Park Theatre, London – until 14 September 2019
The trafficking of human beings – 7,000 identified in the UK in 2018 – is a disgusting blight on our country. The fledgling playwright Eugene O’Hare is among many earnest contemporary writers (working in theatre, film and stage) seeking to shine a light on the problem.
Two drifters, Beezer (Mark Hadfield) and O’Rourke (Alec Newman), are heavy drinkers who have been lured by the brutal Cypriot gangster Dollar (David Schaal) into his grotty north London digs to hold the fort and do his bidding. Only by the time the action starts, Dollar’s bidding includes looking after a 12-year-old Roma girl who has been smuggled into England.
Beezer and O’Rourke are a vulnerable pair but not without a conscience; they will themselves into accepting assurances that Mara has been recruited to do photography work. Nothing “core” they are told, just a few saucy snaps. She’s nearly 13, they muse. And what’s worse? A life on the streets in Romania or a slightly better existence in the UK? After all, they have a bad life too.
This kind of moral reflecting – and constantly seeking of justification – is a strong and not always welcome feature of this drama, where the characters spend a lot of time earnestly explaining themselves away while poor Mara (Niamh James) sits in the corner, hunched, often scratching at her crotch.
It’s hard not to feel that she is merely a cipher to enable these men to wang on in a vaguely Pinteresque way, and when they do it doesn’t always ring true. The real world of people trafficking, I would suggest, involves sharp business transactions and not much self-reflection. And it is probably not run these days by a figure like Dollar, an East End gangster of yore complete with a suit, camel overcoat and threatening manner that sometimes feel straight out of a 1960s caper, or (worse) EastEnders.
There’s no doubting that this is a play which comes from a good and worthy place and O’Hare’s well-constructed text is very good at evoking the sheer awfulness of the world it embraces. James Perkins’ set also evokes superbly the grotty down-at-heel flat brilliantly. My problem is it all feels a bit on the nose. Cyril Nri’s Turkey, Dollar’s bagman who drives Mara to her “work”, clearly loves his own two daughters who are the same age as Mara. Is he too wrestling with his conscience? Or is his selfish, blinkered hypocrisy just that – one of the many morally failed people in the play . In the end, he’s just a vile git.
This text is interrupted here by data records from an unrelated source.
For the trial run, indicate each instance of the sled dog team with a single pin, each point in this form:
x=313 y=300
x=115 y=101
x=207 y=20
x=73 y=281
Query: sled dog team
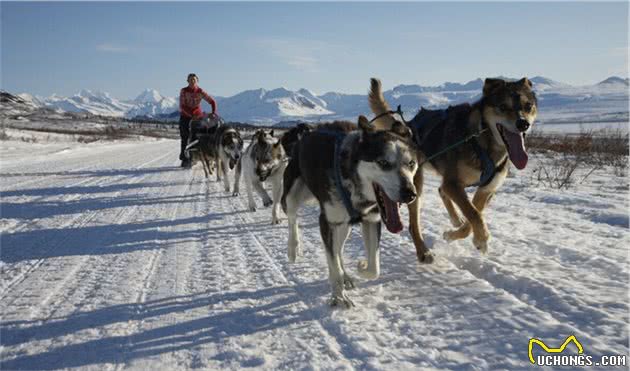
x=360 y=173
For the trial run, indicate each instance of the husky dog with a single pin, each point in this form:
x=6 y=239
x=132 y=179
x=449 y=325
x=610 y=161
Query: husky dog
x=357 y=176
x=228 y=147
x=203 y=152
x=292 y=136
x=263 y=158
x=501 y=118
x=288 y=141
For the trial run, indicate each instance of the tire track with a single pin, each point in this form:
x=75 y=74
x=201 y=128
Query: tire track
x=82 y=221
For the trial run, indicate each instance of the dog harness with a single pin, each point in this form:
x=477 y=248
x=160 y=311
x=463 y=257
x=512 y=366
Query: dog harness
x=421 y=127
x=355 y=216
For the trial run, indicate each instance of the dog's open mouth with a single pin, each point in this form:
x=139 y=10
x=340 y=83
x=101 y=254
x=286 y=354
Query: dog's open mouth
x=515 y=144
x=390 y=212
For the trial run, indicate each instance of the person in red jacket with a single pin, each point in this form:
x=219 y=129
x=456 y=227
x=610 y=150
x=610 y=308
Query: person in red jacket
x=190 y=109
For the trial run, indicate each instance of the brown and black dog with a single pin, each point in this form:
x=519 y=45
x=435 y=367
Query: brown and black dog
x=501 y=118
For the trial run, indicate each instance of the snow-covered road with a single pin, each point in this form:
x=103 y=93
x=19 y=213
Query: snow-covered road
x=112 y=257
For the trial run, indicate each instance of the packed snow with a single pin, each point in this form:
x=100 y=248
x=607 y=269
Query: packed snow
x=113 y=257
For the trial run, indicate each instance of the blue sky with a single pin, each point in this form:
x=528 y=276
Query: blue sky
x=123 y=48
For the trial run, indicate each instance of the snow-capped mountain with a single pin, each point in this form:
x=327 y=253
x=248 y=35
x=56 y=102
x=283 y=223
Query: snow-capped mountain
x=557 y=102
x=98 y=103
x=150 y=103
x=268 y=106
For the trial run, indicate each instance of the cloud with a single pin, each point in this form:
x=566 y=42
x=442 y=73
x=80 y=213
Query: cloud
x=301 y=54
x=112 y=48
x=620 y=51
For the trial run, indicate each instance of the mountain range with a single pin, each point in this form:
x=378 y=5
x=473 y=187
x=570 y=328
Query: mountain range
x=557 y=102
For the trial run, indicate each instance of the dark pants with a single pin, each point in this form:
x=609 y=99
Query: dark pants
x=184 y=133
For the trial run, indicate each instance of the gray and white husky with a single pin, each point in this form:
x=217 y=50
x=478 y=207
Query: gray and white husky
x=228 y=146
x=375 y=168
x=264 y=159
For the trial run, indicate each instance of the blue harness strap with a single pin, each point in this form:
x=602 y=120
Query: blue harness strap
x=488 y=169
x=355 y=216
x=421 y=127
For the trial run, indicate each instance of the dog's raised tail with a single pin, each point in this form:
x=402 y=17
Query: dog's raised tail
x=379 y=105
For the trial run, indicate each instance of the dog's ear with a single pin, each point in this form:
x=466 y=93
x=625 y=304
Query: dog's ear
x=491 y=85
x=260 y=137
x=525 y=82
x=364 y=124
x=379 y=106
x=401 y=129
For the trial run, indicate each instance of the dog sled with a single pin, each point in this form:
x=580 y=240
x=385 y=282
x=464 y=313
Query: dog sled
x=198 y=129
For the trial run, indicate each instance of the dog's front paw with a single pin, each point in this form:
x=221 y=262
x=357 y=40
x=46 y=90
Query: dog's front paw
x=348 y=282
x=293 y=253
x=481 y=245
x=341 y=300
x=364 y=270
x=426 y=257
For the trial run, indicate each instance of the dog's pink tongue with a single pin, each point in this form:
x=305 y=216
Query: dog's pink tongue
x=516 y=149
x=392 y=222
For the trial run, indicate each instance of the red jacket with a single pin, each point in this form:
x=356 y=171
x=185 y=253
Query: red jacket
x=190 y=102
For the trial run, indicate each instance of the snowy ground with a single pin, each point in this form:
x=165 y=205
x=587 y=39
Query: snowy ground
x=115 y=258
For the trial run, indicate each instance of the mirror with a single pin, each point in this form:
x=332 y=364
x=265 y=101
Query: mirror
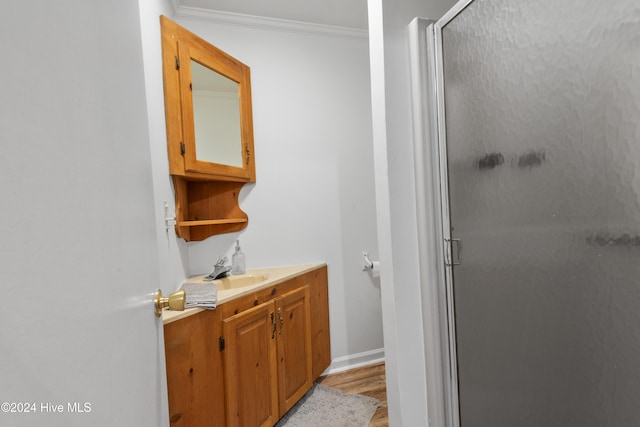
x=207 y=100
x=208 y=108
x=216 y=116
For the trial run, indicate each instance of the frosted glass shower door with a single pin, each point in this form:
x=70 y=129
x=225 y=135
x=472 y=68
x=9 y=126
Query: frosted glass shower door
x=542 y=124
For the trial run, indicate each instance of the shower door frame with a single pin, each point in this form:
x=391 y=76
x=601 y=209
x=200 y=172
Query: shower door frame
x=432 y=202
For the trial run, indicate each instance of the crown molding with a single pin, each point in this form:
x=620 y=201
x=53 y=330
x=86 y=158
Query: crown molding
x=272 y=24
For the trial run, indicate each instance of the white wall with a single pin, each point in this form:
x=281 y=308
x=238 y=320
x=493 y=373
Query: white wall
x=174 y=259
x=396 y=208
x=77 y=256
x=314 y=196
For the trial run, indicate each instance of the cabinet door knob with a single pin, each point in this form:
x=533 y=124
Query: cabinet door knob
x=281 y=319
x=273 y=322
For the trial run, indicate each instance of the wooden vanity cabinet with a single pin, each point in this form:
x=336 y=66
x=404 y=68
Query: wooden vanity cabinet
x=195 y=375
x=250 y=360
x=267 y=359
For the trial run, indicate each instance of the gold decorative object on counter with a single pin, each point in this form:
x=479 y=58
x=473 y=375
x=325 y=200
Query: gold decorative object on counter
x=175 y=301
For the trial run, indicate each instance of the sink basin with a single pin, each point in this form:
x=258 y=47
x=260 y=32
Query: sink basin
x=233 y=282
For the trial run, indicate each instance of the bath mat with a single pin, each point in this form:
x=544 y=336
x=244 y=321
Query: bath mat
x=324 y=406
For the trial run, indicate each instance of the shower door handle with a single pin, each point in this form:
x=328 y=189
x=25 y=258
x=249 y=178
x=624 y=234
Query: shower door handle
x=453 y=252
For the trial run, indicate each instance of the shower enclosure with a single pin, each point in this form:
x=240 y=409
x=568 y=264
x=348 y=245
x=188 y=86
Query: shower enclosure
x=536 y=139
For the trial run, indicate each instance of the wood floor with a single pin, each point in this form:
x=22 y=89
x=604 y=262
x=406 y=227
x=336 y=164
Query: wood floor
x=368 y=380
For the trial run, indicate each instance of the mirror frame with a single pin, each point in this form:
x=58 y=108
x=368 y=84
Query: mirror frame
x=179 y=47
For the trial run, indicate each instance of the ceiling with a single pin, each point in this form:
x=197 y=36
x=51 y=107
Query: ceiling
x=341 y=13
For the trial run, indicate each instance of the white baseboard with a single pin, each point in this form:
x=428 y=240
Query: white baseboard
x=357 y=360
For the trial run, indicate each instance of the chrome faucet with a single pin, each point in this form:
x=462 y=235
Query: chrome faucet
x=220 y=270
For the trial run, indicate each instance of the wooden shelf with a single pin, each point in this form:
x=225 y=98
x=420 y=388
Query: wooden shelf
x=207 y=208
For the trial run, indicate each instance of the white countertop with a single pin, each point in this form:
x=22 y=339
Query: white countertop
x=263 y=278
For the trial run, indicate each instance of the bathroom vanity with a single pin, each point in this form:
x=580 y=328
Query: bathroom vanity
x=247 y=362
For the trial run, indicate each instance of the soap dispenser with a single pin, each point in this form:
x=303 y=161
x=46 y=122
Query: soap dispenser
x=238 y=262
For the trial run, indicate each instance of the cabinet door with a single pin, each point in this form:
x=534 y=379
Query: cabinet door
x=194 y=371
x=250 y=367
x=294 y=347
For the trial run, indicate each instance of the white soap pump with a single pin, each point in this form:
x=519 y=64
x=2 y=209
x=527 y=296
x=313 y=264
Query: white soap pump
x=238 y=261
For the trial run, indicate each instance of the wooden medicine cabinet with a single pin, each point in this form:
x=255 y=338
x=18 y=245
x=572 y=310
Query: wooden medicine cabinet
x=209 y=132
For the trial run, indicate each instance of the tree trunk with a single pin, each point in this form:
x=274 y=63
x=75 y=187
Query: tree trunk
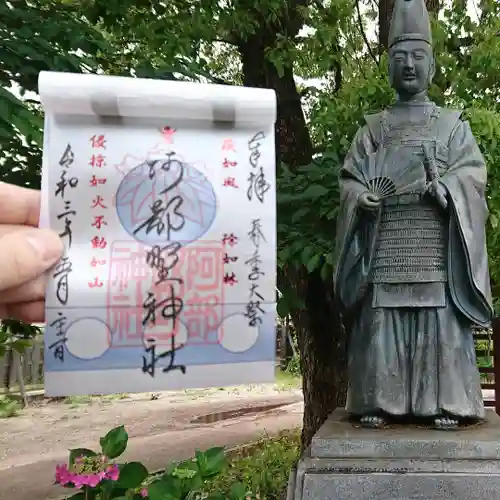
x=321 y=338
x=385 y=8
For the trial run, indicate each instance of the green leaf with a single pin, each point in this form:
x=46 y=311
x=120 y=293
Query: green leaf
x=314 y=191
x=132 y=475
x=283 y=307
x=211 y=461
x=237 y=491
x=80 y=452
x=164 y=489
x=326 y=272
x=114 y=443
x=216 y=496
x=300 y=213
x=313 y=262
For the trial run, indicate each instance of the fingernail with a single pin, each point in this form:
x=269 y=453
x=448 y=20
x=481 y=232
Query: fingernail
x=47 y=244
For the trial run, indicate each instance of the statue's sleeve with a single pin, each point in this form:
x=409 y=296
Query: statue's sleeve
x=355 y=227
x=465 y=182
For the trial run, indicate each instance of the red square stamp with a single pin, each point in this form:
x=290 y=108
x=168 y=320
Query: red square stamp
x=138 y=307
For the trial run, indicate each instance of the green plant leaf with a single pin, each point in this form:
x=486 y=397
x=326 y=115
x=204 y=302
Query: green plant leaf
x=215 y=459
x=132 y=475
x=313 y=262
x=80 y=452
x=166 y=488
x=216 y=496
x=283 y=307
x=237 y=491
x=114 y=443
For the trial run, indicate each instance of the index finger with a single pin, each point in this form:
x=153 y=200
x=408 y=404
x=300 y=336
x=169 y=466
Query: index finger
x=18 y=205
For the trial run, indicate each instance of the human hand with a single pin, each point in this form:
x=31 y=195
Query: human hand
x=369 y=201
x=439 y=192
x=26 y=253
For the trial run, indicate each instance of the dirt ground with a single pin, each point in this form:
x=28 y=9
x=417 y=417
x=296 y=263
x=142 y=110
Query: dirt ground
x=162 y=427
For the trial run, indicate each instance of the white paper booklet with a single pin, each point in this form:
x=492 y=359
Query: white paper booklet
x=165 y=195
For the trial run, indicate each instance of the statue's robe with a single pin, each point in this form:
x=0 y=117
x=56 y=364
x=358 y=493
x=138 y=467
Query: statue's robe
x=417 y=360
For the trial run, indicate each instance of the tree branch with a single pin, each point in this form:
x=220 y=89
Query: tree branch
x=363 y=34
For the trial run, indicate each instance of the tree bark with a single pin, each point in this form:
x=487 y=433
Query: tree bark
x=321 y=337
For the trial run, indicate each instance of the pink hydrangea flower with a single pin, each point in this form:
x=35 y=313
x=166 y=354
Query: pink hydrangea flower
x=87 y=471
x=92 y=480
x=112 y=472
x=63 y=475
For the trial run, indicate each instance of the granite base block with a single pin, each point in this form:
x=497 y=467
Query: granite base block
x=401 y=463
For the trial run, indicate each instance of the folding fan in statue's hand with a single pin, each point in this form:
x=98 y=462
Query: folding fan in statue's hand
x=393 y=172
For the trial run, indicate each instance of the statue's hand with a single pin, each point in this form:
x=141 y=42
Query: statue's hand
x=439 y=192
x=369 y=201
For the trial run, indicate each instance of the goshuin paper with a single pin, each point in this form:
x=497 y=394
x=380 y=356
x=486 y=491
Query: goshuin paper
x=164 y=194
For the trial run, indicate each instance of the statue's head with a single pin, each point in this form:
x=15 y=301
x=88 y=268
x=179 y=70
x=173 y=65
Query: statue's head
x=411 y=59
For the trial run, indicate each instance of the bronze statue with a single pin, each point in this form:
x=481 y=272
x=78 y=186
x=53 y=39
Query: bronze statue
x=412 y=266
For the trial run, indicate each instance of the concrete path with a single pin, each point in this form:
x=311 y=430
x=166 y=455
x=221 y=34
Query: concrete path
x=156 y=437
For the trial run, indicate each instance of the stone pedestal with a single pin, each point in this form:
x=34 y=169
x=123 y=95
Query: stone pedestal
x=400 y=463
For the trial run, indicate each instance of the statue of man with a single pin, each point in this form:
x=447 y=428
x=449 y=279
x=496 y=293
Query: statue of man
x=412 y=268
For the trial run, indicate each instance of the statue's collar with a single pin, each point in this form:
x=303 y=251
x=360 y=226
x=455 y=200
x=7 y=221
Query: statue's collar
x=417 y=102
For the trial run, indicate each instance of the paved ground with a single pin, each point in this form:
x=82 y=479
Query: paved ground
x=160 y=431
Likewise, as a drama, it doesn’t really go anywhere, a point epitomised in the title. This refers to Beezer’s nickname – his ability of always knowing tomorrow’s weather outlook. By the end we’re told it doesn’t matter – the forecast will always be gloomy. So a bleak start leads to a bleak end and there isn’t much we audiences can do except shake our heads sorrowfully.